COUPLES must be careful what they say or recriminations will follow. Here are five statements to guilt-trip your partner with – or which might be dredged up and used against you months later.
‘You’re just like your mother/father”
This could spark a thermonuclear row then and there. But also a great comment to sit on until you need some ammunition. Comparing you to the man or woman who brought you up at least adequately is not a problem. But your parent might also be boring, tight, nosy, judgemental, outright vindictive or love your sibling more than you. That’s a good kick in the teeth for your partner, and you’re also implying they’re old.
‘You look fine’
Normally dropped at the hectic time of you both leaving the house. ‘Fine’ is obviously damning your partner with faint praise, when it should be ‘gorgeous’, ‘beautiful’, ‘terrific’ or ‘handsome’. A near-silent journey to wherever you’re going will follow, then a row several hours later when the whole thing blows up in everyone’s face. A classic.
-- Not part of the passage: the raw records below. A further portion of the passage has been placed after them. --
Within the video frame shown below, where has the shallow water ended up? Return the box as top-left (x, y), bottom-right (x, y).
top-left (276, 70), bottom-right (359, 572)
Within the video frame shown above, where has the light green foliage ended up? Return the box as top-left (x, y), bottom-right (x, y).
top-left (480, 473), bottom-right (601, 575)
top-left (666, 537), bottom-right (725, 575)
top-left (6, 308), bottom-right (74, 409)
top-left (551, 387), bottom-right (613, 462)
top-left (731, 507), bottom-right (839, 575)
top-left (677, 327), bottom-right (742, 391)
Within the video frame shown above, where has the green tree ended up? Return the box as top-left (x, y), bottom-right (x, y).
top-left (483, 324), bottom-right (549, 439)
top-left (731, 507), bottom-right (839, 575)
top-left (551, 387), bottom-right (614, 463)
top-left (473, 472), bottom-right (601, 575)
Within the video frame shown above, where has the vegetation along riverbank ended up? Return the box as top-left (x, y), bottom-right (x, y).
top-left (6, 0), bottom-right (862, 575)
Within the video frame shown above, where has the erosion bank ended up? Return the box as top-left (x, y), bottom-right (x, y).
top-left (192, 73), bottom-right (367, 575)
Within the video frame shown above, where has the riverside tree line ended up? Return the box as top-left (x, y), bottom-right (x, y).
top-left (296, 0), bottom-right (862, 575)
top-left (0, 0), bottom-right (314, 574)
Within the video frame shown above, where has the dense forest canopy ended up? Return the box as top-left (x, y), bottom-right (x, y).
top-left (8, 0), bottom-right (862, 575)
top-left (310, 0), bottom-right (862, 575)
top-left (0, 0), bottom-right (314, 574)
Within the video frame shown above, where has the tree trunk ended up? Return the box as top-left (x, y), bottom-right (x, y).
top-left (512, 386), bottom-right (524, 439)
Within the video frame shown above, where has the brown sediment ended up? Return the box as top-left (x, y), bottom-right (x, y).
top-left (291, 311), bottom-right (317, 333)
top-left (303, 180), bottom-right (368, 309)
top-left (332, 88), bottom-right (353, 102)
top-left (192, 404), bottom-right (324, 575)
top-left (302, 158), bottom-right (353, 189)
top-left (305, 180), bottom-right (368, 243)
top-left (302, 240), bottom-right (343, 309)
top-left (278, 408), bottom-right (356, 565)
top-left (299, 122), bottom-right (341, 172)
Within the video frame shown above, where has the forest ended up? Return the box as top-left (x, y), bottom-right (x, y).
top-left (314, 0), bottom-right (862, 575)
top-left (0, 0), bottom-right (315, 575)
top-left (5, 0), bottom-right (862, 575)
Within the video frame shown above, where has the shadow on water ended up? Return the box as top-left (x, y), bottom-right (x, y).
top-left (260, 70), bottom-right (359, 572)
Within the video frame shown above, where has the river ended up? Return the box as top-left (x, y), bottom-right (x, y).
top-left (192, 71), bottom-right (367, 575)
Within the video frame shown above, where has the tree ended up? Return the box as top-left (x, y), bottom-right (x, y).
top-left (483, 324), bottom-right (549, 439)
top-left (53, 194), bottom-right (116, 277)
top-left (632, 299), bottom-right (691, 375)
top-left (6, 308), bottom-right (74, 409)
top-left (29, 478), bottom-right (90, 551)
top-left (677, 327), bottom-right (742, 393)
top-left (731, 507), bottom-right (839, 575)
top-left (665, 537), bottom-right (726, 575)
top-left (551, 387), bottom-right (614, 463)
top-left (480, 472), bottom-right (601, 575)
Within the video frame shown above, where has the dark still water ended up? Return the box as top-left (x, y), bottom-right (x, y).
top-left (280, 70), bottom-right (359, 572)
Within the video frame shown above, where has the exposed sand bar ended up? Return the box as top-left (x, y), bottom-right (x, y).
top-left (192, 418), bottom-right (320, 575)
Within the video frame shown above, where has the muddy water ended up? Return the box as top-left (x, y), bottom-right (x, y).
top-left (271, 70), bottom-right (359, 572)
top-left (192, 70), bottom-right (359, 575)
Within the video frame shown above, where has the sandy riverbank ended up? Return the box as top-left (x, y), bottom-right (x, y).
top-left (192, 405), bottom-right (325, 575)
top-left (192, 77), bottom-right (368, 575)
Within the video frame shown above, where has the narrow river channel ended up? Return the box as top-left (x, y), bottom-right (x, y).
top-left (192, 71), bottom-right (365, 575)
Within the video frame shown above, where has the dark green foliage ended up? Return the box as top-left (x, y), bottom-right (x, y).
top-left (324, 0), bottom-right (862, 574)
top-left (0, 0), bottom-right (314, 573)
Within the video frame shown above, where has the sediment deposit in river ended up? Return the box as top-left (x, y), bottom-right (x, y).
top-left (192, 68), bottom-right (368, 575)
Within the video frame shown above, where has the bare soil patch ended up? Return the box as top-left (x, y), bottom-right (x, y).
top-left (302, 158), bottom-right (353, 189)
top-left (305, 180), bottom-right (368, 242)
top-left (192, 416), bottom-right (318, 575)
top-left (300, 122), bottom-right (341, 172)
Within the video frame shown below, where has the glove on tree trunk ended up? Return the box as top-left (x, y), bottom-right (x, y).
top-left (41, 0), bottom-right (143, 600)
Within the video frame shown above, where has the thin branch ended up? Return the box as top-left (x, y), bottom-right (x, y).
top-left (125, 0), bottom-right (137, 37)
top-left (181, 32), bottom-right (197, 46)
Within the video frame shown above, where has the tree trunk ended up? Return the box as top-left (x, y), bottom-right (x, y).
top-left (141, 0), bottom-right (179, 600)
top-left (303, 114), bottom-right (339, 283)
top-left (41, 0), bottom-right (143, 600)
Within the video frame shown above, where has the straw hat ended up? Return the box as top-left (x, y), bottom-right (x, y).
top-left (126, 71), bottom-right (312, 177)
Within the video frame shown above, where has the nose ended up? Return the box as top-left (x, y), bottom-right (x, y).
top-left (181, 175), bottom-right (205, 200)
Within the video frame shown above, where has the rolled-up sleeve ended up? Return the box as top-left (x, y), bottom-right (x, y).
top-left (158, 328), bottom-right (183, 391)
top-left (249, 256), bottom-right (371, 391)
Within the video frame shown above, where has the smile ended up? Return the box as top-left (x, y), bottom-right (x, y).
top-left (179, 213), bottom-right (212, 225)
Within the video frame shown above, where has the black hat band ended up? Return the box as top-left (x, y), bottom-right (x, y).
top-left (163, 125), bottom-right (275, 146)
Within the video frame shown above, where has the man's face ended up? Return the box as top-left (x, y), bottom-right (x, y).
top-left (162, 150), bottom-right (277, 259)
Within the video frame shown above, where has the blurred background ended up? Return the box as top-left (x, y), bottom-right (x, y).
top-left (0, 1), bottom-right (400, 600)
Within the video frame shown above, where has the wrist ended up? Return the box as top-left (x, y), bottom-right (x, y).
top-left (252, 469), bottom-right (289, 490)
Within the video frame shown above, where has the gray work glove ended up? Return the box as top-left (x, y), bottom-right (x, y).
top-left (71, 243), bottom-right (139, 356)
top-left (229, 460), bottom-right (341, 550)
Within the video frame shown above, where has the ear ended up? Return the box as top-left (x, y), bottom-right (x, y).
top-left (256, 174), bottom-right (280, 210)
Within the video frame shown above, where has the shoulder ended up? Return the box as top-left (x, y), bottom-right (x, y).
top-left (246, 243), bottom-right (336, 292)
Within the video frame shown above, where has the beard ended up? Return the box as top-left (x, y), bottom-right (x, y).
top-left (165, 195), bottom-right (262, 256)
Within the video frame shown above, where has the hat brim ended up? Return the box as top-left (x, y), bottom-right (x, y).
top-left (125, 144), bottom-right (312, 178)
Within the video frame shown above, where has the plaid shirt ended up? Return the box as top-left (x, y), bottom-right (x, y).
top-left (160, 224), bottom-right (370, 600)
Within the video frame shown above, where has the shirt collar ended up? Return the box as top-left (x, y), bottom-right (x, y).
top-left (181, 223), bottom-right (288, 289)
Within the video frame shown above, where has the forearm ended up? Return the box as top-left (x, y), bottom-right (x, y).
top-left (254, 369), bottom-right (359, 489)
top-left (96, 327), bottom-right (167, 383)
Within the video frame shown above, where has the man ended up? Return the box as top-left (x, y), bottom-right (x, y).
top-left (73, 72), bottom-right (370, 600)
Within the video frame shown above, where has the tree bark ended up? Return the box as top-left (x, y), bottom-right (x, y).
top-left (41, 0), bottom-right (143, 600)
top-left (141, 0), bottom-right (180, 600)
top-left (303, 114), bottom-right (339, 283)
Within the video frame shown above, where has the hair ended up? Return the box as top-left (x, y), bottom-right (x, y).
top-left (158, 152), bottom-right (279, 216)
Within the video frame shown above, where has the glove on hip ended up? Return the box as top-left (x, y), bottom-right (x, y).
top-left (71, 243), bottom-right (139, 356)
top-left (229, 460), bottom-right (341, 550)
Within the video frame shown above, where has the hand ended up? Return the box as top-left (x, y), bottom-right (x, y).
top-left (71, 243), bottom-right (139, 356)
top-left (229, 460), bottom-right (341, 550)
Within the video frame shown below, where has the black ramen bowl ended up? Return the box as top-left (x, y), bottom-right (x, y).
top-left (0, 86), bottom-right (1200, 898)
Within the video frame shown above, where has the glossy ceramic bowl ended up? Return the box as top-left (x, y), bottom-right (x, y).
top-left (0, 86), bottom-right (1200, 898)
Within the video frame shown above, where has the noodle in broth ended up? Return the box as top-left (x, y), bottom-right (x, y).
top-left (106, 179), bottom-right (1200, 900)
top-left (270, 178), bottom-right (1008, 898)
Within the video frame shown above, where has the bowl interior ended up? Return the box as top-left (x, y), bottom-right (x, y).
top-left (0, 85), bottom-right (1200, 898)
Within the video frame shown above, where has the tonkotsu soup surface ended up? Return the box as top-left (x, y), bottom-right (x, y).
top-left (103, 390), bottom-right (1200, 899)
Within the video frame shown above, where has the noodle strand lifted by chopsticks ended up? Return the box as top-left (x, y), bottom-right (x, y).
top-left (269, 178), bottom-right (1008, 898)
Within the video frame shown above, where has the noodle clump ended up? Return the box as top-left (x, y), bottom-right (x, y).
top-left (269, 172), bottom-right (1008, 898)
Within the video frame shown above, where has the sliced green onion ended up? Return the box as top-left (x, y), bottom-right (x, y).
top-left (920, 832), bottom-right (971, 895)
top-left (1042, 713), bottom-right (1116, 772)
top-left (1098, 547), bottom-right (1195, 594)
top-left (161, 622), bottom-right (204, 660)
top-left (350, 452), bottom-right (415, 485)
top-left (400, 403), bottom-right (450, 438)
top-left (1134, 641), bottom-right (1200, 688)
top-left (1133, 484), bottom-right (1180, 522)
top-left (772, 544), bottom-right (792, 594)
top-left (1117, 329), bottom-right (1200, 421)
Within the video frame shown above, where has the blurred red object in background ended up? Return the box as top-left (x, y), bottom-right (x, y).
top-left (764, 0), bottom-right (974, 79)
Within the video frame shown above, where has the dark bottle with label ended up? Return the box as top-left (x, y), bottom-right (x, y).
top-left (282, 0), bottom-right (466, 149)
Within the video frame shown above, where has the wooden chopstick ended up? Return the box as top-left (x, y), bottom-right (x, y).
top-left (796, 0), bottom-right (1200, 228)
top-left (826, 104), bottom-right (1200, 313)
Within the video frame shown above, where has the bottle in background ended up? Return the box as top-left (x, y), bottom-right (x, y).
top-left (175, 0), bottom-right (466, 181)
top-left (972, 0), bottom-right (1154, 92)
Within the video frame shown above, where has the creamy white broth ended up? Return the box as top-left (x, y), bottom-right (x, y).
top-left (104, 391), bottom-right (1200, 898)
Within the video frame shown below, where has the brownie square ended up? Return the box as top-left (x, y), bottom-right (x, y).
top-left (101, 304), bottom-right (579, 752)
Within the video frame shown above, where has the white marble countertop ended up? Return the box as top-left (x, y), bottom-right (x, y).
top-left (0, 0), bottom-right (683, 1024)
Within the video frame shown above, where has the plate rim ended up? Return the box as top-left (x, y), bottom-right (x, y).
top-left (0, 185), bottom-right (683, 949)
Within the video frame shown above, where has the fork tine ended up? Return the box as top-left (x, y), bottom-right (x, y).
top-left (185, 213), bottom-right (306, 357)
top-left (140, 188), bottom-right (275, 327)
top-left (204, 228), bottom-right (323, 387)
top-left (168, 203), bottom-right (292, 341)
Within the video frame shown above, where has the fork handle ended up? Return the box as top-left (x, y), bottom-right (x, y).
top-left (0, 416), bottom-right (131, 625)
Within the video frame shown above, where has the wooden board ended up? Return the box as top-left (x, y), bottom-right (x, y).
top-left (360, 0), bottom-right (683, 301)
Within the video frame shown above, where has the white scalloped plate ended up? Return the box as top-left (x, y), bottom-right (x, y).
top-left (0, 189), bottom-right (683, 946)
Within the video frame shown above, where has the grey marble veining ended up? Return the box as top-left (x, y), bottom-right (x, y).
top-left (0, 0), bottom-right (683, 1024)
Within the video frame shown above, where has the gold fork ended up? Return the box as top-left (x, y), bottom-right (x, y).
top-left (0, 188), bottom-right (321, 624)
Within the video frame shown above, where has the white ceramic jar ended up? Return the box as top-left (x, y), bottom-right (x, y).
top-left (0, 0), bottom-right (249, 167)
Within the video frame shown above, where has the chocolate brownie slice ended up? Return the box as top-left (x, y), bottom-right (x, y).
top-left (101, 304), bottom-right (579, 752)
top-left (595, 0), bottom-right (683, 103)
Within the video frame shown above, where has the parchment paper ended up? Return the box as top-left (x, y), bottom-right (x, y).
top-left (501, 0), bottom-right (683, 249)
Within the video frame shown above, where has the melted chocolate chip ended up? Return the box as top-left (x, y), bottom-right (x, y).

‘Of course you can go out’
This concession is normally given about three weeks before the actual event. If you’re really organised you should record it on your phone as evidence for when the eventual interrogation arrives. Because three weeks later saying ‘I’m going out tonight’ will be met with ‘You never told me…’. One of you is wrong, and the seething resentment will last while you go out and still be there when you get back. A real slow-burner.
‘We’ll have sex later’
Postponing a bit of how’s-your-father is bound to leave someone’s feelings hurt. And chances are it means ‘We’re not going to have sex at all’. The disgruntled partner will be disappointed, frustrated and pretty sure it constitutes breaking a verbal contract. And they’ll moan about it. If no sex is likely, probably just best to say so and at least they’ll know QI will be as exciting as the evening gets.
‘And you ask whether I’m annoyed with you’
If the question is ‘Are you annoyed with me?’ obviously the answer is ‘yes’. Just asking it will lead to an outpouring of your vile behaviour, from thinking your partner is stupid to never washing the cheese grater. However it’s worth remembering the follow-up, ‘And you ask whether I’m annoyed with you. What do you think?’ as it’s a great one to have in the armoury.